Wednesday, March 04, 2009
Press Association -- Children will be taught happiness lessons, education bosses have said.
Pupils at primary, secondary and special schools in North Tyneside will learn about emotional balance, empathy and ethics in a two-year project with Durham University.
The announcement followed a proposed revamp of the national primary school curriculum, with the suggestion that schools scrap traditional lessons that focus on one subject in favour of cross-curricular studies.
As part of the happiness lessons, teaching will include philosophy and critical thinking, there will be quiet spaces for reflection and links with other schools abroad will be developed.
Special days and weeks of lessons could be given a happiness theme, and music and arts lessons will tap into children's creativity.
The ideas will be trialled at nine secondary schools and 21 primary schools, including two special schools, which will work together to test and evaluate new methods of developing an understanding of happiness.
North Tyneside Council said teaching will also look at topics as diverse as children's personalities and how they see themselves, their heritage and identity, values, giving, role models, spirituality and reasoning.

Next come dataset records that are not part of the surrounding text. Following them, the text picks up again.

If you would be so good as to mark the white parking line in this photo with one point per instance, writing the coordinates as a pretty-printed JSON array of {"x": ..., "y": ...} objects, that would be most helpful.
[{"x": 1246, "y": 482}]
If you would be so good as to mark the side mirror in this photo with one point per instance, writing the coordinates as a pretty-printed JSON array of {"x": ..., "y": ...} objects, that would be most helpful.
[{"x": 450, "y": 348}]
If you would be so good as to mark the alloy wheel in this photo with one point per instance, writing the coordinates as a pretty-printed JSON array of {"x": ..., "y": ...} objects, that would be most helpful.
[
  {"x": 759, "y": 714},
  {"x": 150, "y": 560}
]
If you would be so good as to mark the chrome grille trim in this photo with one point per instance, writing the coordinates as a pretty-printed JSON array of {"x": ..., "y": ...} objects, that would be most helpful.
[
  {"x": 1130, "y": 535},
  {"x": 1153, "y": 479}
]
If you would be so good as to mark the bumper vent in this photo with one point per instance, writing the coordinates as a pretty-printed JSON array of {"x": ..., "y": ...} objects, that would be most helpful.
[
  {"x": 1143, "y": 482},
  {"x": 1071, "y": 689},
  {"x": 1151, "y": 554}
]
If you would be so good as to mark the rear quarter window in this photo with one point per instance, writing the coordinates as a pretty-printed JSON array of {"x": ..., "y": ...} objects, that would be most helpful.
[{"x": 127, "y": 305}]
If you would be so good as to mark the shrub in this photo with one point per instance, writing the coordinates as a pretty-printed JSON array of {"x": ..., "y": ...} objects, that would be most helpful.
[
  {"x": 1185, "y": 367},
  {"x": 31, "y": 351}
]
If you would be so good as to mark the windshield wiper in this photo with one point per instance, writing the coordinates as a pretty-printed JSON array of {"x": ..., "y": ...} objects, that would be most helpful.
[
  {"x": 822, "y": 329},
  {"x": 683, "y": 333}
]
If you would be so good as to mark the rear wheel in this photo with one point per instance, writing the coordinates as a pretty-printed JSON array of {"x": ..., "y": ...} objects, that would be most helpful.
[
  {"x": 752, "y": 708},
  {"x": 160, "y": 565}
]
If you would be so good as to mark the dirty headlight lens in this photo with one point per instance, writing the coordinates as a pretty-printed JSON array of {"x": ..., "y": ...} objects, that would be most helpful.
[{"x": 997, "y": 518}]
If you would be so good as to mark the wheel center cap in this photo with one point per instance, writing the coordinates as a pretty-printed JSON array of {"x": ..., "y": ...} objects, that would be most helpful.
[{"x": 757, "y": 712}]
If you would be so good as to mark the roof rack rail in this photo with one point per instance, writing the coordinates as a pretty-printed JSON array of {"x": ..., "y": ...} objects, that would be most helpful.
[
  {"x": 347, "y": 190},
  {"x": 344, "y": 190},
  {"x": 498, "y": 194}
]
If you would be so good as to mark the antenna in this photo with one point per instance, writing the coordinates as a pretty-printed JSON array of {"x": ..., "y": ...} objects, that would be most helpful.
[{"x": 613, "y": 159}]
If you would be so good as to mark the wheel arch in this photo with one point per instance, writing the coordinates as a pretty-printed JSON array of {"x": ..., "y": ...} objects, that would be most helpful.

Norma Redfearn, Cabinet member for Children, Young People and Learning, said: "Education is its most successful when it enables young people to lead fulfilling lives, and be the best they can be.
"We aim to develop emotional balance, empathy and ethics in our young people so they can flourish with an understanding of others, a commitment to others, their community, society and the world at large and a sense of self.
"It's all about taking a more holistic approach to child development, and sits alongside our commitment to developing first class teaching and building world class learning environments, to ensure the very best opportunities for our children and young people."